The Economic Development Board (EDB) is Singapore’s powerful and efficient foreign investment agency. Its role is to attract talent and innovation from all over the world to tap into the infrastructure of the city-state.

The upcoming Center of Digital Operations EDB and GE will launch to support the industrial IoT movement for General Electric and its clients in Singapore and Asia.

General Electric and SPRING Singapore

GE ASEAN CEO Vouter van Wersch with Deputy CEO, SPRING Singapore Ted Tan at Innovfest. (Photo by Innovation Is Everywhere)

GE ASEAN CEO Vouter van Wersch with Deputy CEO, SPRING Singapore Ted Tan at Innovfest Unbound.

In addition, GE, SPRING Singapore and the Singapore Institute of Management (SIM) Platform E are collaborating to launch an accelerator. SPRING Singapore is the nation’s entrepreneurial agency focusing on small medium enterprises (SMEs) while SIM’s Platform E is the institute’s entrepreneurship programme.

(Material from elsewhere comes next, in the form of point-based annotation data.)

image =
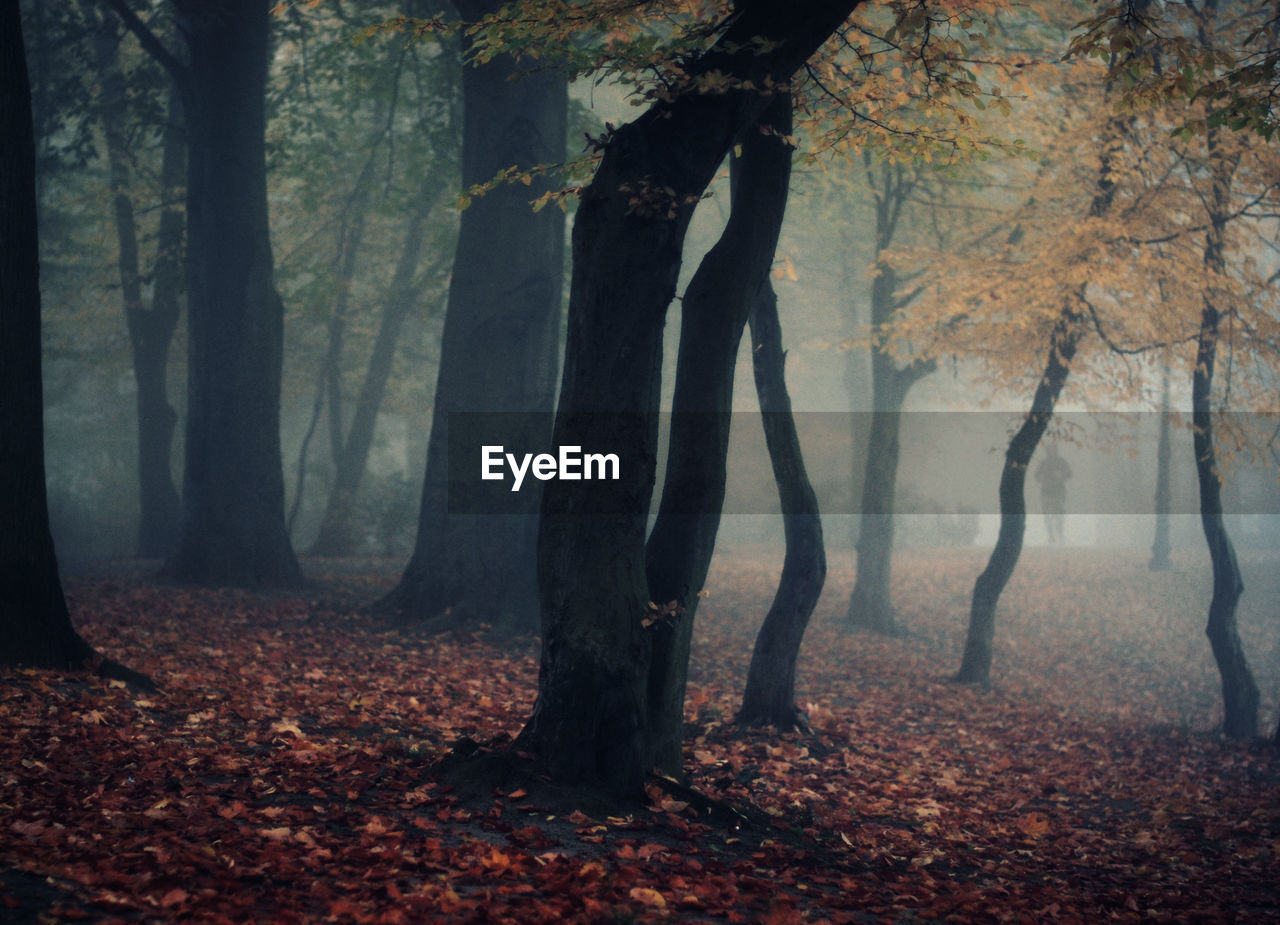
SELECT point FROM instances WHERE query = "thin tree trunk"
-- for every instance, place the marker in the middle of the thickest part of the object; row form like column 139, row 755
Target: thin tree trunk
column 1239, row 690
column 976, row 663
column 768, row 697
column 713, row 315
column 869, row 605
column 589, row 722
column 151, row 328
column 498, row 353
column 233, row 529
column 351, row 234
column 336, row 535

The main aim of the accelerator is to foster corporate innovation programs,and mentoring of startups capitalizing on machine learning and industrial IoT solutions.

In a similar fashion to Google for Entrepreneurs, GE is branding itself as a company close to the developer community. We can expect them to work more extensively on Predix with this development.

General Electric and Singapore Power

General Electric and Singapore Power are co-developing industrial IOT capabilities and intelligent applications to enhance power network reliability and efficiency in Singapore.

Engineering and digital experts from GE and SP will create tools that leverage on data analytics and artificial intelligence. This is to enable better asset performance and reduce unplanned downtime in network operations. Customers can look forward to cost savings from predictive maintenance enabled by access to global domain knowledge and expertise.

This collaboration is interesting in two key ways.

  • GE has tapped into Singapore’s strong ecosystem mindset and infrastructure. Every player – university, industry and government agencies – works together to attract MNCs and offer a platform for fast innovation. All this at the center of the world’s most dynamic region. Many of our clients are impressed in Singapore by this approach.
  • This establishes GE as an independent platform with transversal connections to developers, startups, clients such as Singapore Power. The shift – from serving clients separately to consolidating them onto a singular platform – gives GE a very different role in the markets it is involved in. Think Uber with drivers and logistic services, or Apple with its Appstore.

We will connect to those initiatives once launched, and wish the best for this new stage of the long-lasting relationship between GE and Singapore – which began 40 years ago in Jurong East.